Les “petites mains” du Palais-Bourbon ont dû frémir, en découvrant le rapport annuel des services de l’Assemblée sur l’activité des collaborateurs. Il y a de quoi : selon les statistiques officielles, les 1.900 collaborateurs de l’hémicycle auraient, en moyenne, travaillé moins d’une heure supplémentaire chacun en 2018. C’est en tout cas l’estimation qu’on obtient en divisant les 1.669,80 heures supplémentaires déclarées l’an passé, par l’effectif total des collaborateurs au 1er janvier 2019.

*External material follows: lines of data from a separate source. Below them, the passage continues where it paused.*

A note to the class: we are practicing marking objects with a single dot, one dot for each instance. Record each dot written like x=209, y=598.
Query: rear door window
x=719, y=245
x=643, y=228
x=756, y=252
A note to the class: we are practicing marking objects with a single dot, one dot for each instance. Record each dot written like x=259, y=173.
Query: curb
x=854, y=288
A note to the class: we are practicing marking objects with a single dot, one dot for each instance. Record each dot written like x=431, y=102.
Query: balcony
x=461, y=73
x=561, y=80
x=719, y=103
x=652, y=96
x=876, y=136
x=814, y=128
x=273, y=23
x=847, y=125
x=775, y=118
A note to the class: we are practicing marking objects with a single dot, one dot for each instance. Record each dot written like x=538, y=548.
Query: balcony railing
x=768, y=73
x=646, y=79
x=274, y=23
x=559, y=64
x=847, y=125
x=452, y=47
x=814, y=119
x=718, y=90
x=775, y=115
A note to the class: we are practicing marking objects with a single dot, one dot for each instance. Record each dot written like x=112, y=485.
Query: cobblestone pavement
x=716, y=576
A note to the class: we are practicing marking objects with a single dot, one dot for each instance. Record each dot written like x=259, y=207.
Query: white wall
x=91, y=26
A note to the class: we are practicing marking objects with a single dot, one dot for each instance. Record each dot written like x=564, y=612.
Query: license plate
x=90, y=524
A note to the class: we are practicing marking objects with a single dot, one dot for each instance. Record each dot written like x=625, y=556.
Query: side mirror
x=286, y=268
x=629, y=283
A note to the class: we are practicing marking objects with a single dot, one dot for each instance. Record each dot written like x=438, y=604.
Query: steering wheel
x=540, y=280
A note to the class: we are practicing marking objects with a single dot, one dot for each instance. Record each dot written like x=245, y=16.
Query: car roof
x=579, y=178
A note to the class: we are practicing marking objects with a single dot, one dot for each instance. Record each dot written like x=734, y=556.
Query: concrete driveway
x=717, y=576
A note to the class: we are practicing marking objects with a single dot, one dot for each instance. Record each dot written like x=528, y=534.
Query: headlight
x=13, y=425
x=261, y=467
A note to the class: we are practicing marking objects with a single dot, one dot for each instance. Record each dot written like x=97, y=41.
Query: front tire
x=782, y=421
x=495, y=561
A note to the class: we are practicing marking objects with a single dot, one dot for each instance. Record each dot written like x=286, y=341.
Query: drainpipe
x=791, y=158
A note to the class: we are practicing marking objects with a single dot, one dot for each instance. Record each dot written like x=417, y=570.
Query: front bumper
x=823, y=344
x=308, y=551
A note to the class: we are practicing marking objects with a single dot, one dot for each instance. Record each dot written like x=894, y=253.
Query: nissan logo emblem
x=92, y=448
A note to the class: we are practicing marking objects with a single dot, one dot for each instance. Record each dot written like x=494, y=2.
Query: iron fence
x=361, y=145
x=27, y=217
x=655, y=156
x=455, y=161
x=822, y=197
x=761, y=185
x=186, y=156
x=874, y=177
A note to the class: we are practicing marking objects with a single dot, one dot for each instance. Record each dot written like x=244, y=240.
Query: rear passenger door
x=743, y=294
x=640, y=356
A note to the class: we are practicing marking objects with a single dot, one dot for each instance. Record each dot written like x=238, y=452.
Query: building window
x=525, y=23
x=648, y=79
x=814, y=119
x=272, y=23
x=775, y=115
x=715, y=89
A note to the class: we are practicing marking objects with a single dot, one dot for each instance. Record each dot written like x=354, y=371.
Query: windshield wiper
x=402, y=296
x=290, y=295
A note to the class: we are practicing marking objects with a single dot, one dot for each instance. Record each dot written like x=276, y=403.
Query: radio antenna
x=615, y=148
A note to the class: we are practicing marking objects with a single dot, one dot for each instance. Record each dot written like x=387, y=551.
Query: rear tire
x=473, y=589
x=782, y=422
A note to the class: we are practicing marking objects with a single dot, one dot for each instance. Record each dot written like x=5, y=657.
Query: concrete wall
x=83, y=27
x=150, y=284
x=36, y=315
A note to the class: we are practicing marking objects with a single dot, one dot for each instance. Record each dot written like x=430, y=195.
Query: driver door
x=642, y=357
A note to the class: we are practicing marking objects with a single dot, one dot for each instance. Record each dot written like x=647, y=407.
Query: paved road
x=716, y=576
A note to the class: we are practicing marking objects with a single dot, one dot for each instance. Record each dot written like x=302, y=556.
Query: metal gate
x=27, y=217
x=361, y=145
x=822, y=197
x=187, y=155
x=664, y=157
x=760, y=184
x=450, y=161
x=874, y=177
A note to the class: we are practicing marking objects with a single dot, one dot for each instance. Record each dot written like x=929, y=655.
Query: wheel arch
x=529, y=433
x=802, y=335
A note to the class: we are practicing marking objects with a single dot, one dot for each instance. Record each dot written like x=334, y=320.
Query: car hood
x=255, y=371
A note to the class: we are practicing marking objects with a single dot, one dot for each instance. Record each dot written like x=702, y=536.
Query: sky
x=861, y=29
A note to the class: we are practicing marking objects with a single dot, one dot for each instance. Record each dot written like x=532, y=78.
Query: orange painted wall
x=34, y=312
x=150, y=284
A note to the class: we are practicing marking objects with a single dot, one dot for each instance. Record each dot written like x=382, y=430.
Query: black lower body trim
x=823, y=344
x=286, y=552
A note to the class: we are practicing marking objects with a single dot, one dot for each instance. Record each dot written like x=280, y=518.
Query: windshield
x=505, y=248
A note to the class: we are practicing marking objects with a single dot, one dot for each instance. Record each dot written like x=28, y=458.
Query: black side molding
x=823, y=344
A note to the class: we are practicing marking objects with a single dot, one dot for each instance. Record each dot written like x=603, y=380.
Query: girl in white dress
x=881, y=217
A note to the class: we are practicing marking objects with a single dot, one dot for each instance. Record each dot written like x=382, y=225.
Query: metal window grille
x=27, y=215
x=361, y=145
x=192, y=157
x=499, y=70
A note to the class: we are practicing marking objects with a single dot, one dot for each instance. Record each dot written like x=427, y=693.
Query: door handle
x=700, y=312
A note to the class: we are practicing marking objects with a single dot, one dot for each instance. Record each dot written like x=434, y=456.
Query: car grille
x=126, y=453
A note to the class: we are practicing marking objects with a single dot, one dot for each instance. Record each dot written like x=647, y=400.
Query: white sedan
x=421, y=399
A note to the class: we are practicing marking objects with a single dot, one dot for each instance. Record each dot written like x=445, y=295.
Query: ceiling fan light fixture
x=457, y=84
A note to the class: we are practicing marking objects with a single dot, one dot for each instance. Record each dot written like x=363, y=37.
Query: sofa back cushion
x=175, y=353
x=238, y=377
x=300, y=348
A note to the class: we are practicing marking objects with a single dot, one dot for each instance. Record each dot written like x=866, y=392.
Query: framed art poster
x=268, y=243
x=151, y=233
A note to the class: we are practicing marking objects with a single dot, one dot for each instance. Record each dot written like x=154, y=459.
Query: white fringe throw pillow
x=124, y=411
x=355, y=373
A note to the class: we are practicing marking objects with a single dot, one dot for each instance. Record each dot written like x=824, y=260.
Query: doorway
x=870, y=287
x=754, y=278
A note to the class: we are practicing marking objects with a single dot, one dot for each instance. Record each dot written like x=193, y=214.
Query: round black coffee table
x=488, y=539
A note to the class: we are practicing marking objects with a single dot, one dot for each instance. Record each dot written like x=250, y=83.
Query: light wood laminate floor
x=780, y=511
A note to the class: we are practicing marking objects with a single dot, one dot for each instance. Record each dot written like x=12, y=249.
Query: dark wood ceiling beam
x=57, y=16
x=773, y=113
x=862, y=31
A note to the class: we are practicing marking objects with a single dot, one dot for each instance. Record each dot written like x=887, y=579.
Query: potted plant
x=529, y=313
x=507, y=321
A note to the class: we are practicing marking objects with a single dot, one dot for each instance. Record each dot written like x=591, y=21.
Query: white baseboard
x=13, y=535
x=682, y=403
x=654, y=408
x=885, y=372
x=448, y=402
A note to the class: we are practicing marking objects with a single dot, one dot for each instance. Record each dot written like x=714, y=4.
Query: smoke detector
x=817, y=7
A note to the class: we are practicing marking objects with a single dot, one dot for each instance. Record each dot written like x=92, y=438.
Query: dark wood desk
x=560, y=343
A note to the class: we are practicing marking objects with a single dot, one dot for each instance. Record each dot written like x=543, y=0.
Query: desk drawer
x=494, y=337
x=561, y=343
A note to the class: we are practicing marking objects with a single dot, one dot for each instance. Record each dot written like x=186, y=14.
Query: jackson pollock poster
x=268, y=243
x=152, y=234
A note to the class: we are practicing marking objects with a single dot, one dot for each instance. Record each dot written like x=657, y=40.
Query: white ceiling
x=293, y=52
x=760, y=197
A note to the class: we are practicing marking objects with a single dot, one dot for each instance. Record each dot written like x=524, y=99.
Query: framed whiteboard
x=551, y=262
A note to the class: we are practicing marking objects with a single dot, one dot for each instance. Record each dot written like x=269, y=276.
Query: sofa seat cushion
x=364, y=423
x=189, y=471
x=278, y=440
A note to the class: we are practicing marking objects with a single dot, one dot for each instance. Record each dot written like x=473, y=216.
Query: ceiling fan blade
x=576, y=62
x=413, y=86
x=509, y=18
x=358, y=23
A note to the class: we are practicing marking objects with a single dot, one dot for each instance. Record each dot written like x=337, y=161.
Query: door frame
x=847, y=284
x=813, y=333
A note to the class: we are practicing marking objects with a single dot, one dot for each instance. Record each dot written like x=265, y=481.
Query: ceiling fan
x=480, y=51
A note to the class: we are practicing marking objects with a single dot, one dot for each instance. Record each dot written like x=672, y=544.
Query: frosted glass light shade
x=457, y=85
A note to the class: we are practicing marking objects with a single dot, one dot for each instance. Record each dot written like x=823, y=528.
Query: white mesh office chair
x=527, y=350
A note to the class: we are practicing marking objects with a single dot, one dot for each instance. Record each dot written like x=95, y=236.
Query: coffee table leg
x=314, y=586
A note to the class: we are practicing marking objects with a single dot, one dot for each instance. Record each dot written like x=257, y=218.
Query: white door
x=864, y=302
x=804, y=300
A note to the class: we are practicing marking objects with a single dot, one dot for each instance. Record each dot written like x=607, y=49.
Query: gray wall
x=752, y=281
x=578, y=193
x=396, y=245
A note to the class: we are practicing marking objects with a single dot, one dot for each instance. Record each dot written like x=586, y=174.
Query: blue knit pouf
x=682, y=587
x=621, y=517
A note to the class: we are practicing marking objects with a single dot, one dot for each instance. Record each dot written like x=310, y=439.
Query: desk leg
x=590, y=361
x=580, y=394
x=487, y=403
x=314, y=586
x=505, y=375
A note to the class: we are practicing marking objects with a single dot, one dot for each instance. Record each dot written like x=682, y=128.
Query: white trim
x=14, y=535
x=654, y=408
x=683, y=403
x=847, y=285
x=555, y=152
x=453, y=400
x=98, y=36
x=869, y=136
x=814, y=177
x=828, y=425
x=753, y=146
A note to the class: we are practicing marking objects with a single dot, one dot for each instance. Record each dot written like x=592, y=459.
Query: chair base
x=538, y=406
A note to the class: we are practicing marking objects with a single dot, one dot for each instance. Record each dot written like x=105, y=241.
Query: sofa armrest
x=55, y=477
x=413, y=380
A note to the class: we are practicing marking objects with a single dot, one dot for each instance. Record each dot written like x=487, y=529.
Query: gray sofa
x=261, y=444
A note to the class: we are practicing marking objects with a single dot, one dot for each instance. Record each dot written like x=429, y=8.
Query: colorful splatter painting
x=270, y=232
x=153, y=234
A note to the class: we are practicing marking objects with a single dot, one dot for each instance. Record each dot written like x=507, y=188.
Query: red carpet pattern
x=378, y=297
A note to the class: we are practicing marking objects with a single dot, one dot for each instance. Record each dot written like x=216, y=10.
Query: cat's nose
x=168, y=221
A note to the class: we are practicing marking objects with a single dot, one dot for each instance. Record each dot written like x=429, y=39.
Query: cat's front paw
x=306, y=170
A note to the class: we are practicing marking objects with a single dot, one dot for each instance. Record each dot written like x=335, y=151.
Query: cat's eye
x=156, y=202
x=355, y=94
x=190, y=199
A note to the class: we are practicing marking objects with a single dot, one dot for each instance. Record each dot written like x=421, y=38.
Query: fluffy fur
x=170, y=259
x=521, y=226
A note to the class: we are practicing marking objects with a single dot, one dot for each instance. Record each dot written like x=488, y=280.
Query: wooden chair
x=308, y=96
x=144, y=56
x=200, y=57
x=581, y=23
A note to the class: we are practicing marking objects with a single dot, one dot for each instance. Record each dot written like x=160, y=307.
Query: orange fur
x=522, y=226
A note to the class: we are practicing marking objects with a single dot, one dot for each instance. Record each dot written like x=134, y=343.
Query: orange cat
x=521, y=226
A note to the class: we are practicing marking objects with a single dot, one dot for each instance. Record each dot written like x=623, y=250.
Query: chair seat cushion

Bien sûr, la réalité est tout autre. “C’est effarant de voir ce genre de chiffres”, s’inquiète Patrice Petriarte, administrateur-adjoint à l’Assemblée nationale et délégué de l’Union syndicale Solidaires. Et pour cause, confrontés à de multiples tâches au service de leur député-employeur, les assistants parlementaires débordent, pour l’immense majorité d’entre eux, le cadre légal des 35 heures. “Mon temps de travail moyen était de 9 à 12 heures par jour. 50 heures par semaine, fourchette basse”, raconte une ancienne “petite main” de l’Assemblée, qui a décidé de changer d’air fin 2018. Patrice Petriarte, qui arpente les couloirs du Palais-Bourbon depuis près de 30 ans ne dit pas autre chose : “Il y a un vrai problème. Non seulement la durée de travail est très extensible, mais en plus, le droit à la déconnexion est rarement respecté. Les collaborateurs doivent être disponibles le soir, le week-end…”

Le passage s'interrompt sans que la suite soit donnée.